Megali İdea, ortaya çıktığı 1840’lı yıllardan, 20. yüzyılın başındaki Balkan Savaşları’na kadar Yunanistan’ın dış ve iç politikasına egemen olmuş. Bu ‘büyük’ fikir, Yunanistan’ın 1922’de Anadolu’da bozguna uğraması ve nüfus mübadelesi (değişimi) sonucu etkinliğini yitirmiş. Günümüzde isim değiştirerek ‘Enosis’ adını almış.
Hani bizim buralarda derler ya: “Ölme eşeğim ölme yaz gelecek”
‘Büyük Yunanistan’ Yunan milliyetçilerinin safları sıkı tutma politikası yani Ege’nin batısındaki komşu milliyetçi çevrelerin rüyasıdır.
**
Ben her Türk-Yunan ağız dalaşında, bu olaya öteki taraf ne diyor merakı ile yaklaşırım.
Yıllardan bu yana Türk gazete ve televizyonları için muhabirlik yapan Yunan gazeteci Stelyo Berberakis’in T24’teki 11 Eylül tarihli ‘Neredeeen nereye!..’ başlıklı yazısını okudum.
Stelyo Berberakis, özet olarak “Halklar kriz değil; barış, huzur istiyor” demiş.
Askerlik görevini 1985 yılında Burdur’da yapan Berberakis, aynı yıl Sakız adasında başlarından geçen bir ‘casusluk’ hikayesini paylaştıktan sonra 2022 yılına ait aynı yerde yaşadıkları şöyle paylaşıyor:
“Sakız-Çeşme-Sakız seferlerinin yoğunluğu ve yolcuların neşesi karşısında içimden ‘Neredeeen nereye!’ diye haykırmak geliyor. Ama bu haykırışı, birbiriyle atışan; hatta ‘Kafamızı attırmayın geliriz haa!’ ya da ‘Gelin de görürsünüz gününüzü!’ diye karşılık veren siyasetçilerin ve yöneticilerin duymasını istiyorum. Ama nafile. Gören çok, ama duymak isteyen yok.”
Berberakis, 4 Eylül tarihli “Provokatif eylem ve söylemlere aynen cevap veriyoruz…” başlıklı yazısında da şunları söylüyor: “İki ülke arasındaki bu gerginliğin seçimlere doğru ilerleyen her iki hükümetin de işine yaradığına inanmaya başladım.”
Yazının girişi de şöyle: “Türkiye ile Yunanistan geçen hafta yine birbirini suçlayan açıklamalarla kendilerinin ‘ne kadar haklı olduklarını’ kanıtlamaya çalıştılar. İşin garip tarafı, her iki ülkenin de en üst seviyesindeki resmi ağızlardan yapılan açıklamalarında hep uluslararası hukuk kurallarına saygıdan, iyi komşuluk ilişkilerinden söz etme yarışına giriyor olmaları. Uluslararası hukuku hep kendi çıkarlarına göre yorumlamaktalar ve karşı tarafı hukuk kurallarına aykırı davranmakla suçlamaktalar.”
“Yunan TV kanalları Türkiye konusunda, Türk TV kanalları Yunanistan konusunda, reyting uğruna hemen her gün uzun uzadıya özel programlar yayınlıyorlar.

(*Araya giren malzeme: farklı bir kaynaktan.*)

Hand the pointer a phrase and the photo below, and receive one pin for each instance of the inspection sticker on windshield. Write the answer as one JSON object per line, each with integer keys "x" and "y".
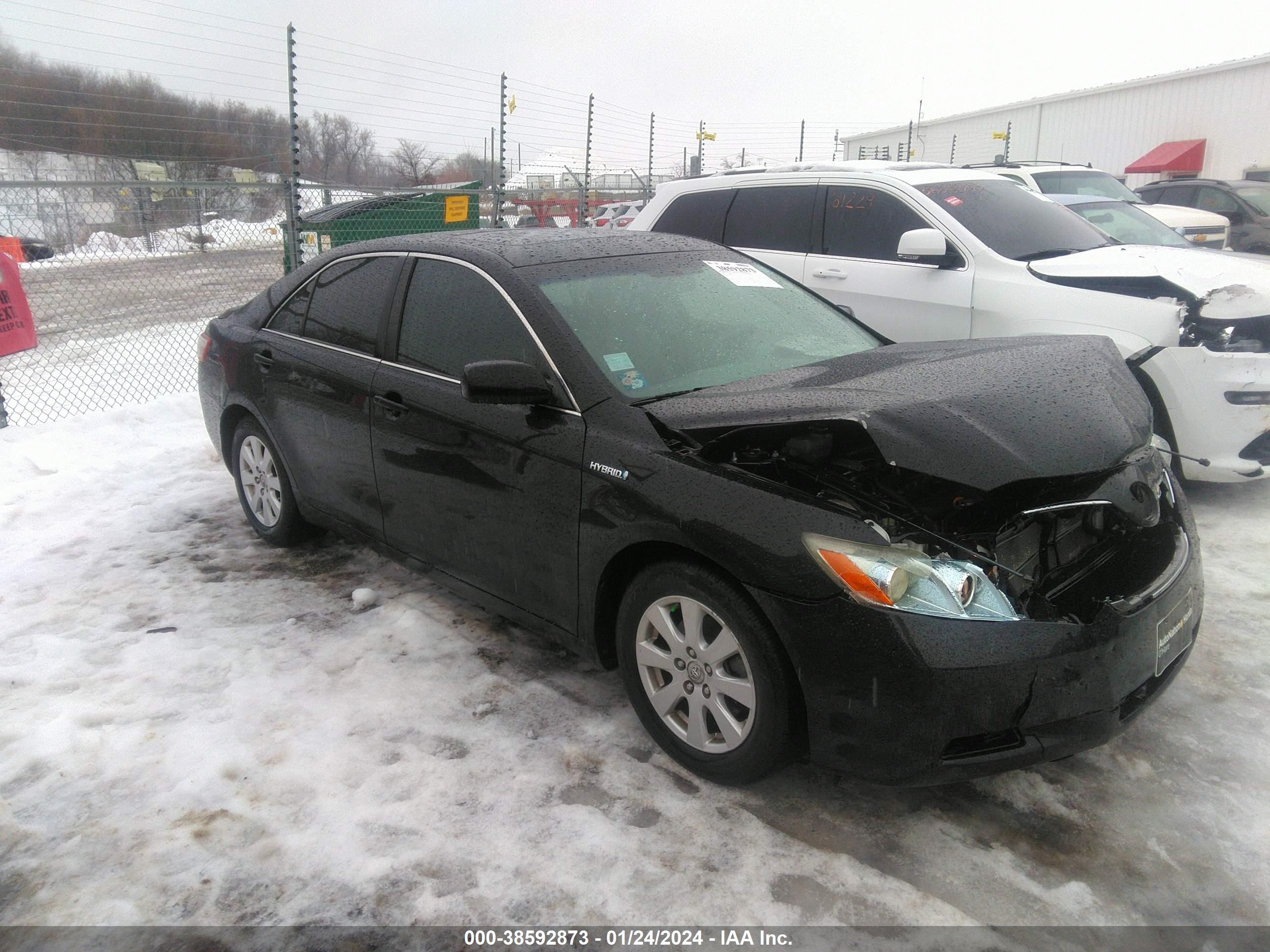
{"x": 745, "y": 276}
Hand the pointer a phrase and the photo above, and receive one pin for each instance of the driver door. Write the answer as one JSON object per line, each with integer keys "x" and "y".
{"x": 488, "y": 494}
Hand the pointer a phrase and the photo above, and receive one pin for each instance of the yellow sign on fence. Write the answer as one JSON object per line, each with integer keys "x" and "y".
{"x": 456, "y": 209}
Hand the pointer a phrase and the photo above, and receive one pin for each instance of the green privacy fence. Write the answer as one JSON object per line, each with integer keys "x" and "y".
{"x": 384, "y": 216}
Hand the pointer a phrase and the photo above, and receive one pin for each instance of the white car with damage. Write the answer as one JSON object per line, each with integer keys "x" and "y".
{"x": 935, "y": 253}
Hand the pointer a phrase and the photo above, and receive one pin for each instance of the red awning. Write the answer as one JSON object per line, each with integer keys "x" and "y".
{"x": 1184, "y": 155}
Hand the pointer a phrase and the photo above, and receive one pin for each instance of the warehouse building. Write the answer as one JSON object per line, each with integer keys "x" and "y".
{"x": 1208, "y": 121}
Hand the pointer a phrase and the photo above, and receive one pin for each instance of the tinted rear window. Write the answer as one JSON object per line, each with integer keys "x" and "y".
{"x": 348, "y": 300}
{"x": 698, "y": 215}
{"x": 777, "y": 217}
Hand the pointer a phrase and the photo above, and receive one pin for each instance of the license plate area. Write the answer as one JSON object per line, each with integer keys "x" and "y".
{"x": 1174, "y": 633}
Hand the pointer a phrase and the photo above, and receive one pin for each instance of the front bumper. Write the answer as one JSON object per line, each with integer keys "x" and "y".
{"x": 910, "y": 700}
{"x": 1193, "y": 382}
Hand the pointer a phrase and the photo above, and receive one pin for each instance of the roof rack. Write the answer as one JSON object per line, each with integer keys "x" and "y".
{"x": 1020, "y": 163}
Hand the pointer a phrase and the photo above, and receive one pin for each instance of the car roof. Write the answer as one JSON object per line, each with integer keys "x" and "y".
{"x": 525, "y": 247}
{"x": 910, "y": 173}
{"x": 1084, "y": 200}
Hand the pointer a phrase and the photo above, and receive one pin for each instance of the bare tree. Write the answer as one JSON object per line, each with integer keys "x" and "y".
{"x": 412, "y": 163}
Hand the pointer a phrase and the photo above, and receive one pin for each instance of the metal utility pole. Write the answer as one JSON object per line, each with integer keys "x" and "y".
{"x": 586, "y": 168}
{"x": 652, "y": 121}
{"x": 497, "y": 217}
{"x": 294, "y": 186}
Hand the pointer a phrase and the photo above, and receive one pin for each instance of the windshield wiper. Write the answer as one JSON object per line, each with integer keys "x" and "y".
{"x": 1054, "y": 253}
{"x": 667, "y": 397}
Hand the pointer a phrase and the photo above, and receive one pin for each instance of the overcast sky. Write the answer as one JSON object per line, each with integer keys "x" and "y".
{"x": 851, "y": 65}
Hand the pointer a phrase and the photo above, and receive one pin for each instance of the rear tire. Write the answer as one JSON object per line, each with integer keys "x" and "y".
{"x": 265, "y": 488}
{"x": 705, "y": 673}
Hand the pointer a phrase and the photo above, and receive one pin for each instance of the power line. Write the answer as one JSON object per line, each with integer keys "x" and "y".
{"x": 147, "y": 42}
{"x": 404, "y": 56}
{"x": 130, "y": 56}
{"x": 280, "y": 125}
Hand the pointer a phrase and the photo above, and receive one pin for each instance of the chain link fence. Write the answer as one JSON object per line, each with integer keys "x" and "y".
{"x": 122, "y": 277}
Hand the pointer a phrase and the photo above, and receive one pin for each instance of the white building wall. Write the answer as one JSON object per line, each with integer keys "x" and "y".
{"x": 1113, "y": 126}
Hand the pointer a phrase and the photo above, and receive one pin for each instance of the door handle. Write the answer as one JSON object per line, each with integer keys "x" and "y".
{"x": 391, "y": 404}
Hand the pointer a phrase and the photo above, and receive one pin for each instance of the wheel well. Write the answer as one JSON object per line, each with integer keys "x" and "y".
{"x": 230, "y": 419}
{"x": 624, "y": 567}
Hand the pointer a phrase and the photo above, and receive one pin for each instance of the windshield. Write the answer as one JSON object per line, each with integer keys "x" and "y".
{"x": 1256, "y": 197}
{"x": 1013, "y": 221}
{"x": 1084, "y": 182}
{"x": 661, "y": 324}
{"x": 1129, "y": 225}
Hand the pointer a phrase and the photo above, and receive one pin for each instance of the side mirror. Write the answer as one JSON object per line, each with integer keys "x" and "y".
{"x": 505, "y": 382}
{"x": 924, "y": 245}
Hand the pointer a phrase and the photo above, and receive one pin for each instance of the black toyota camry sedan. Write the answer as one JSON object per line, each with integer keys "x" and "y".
{"x": 915, "y": 563}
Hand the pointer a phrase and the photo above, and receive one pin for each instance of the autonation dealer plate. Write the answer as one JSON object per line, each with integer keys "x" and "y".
{"x": 1174, "y": 634}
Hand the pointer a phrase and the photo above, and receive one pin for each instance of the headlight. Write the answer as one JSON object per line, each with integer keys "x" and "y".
{"x": 898, "y": 578}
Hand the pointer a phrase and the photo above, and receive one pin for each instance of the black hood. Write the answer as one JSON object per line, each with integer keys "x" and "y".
{"x": 979, "y": 413}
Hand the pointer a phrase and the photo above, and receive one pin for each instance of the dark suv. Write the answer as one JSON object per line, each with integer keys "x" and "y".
{"x": 1245, "y": 202}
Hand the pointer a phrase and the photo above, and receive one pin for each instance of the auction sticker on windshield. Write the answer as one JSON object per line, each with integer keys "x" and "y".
{"x": 745, "y": 276}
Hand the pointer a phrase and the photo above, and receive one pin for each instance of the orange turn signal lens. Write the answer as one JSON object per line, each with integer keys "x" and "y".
{"x": 854, "y": 578}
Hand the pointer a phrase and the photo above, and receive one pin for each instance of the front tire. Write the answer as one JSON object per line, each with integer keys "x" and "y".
{"x": 265, "y": 488}
{"x": 705, "y": 673}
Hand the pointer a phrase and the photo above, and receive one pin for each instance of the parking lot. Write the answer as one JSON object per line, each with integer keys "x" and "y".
{"x": 197, "y": 728}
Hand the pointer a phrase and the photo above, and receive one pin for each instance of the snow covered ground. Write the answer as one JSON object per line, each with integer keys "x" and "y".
{"x": 198, "y": 729}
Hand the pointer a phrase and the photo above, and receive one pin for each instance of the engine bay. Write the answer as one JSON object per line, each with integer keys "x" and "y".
{"x": 1060, "y": 549}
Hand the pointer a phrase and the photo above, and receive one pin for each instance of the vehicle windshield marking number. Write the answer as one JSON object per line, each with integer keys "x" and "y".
{"x": 633, "y": 380}
{"x": 608, "y": 470}
{"x": 743, "y": 276}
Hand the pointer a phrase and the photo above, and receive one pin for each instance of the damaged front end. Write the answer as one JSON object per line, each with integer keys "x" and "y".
{"x": 1050, "y": 549}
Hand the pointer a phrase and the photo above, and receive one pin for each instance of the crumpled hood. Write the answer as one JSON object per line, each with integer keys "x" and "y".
{"x": 979, "y": 413}
{"x": 1228, "y": 287}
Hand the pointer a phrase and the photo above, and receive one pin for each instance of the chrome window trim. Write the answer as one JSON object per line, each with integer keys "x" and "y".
{"x": 323, "y": 343}
{"x": 515, "y": 309}
{"x": 314, "y": 276}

Türk kanallarında ve gazetelerinde ‘Atina savaş istiyor’, Yunan kanallarında ve gazetelerinde de ‘Ankara savaş istiyor’ gibi başlıklı, gerçeklerden uzak sözde temaları işlemekle gerginliği sıcak tutmaya çalışıyorlar.
Oysa savaş mavaş isteyen yok. Halklar barış, huzur, refah istiyor. Hayat pahalılığı, enflasyon derken bir de ‘Bu kışı nasıl geçireceğiz’ gibi yeni yeni dertlerle zaten gerilen halkları sanki daha fazla germekten haz duyuluyor.”
**
Hani, Türk siyasetinde klasik sözler arasında yerini alan “Ege bir Yunan gölü değildir. Ege bir Türk gölü de değildir. Binaenaleyh, Ege bir göl de değildir” sözünün eski başbakanlardan Süleyman Demirel tarafından dile getirildiği iddia ediliyor ama şöyle bir baktım kaynaklara o konuda da net bir bilgiye rastlayamadım.
**
Egemenler para kazanmak için savaş ister, ezilenler de nara atmak için zafer ister.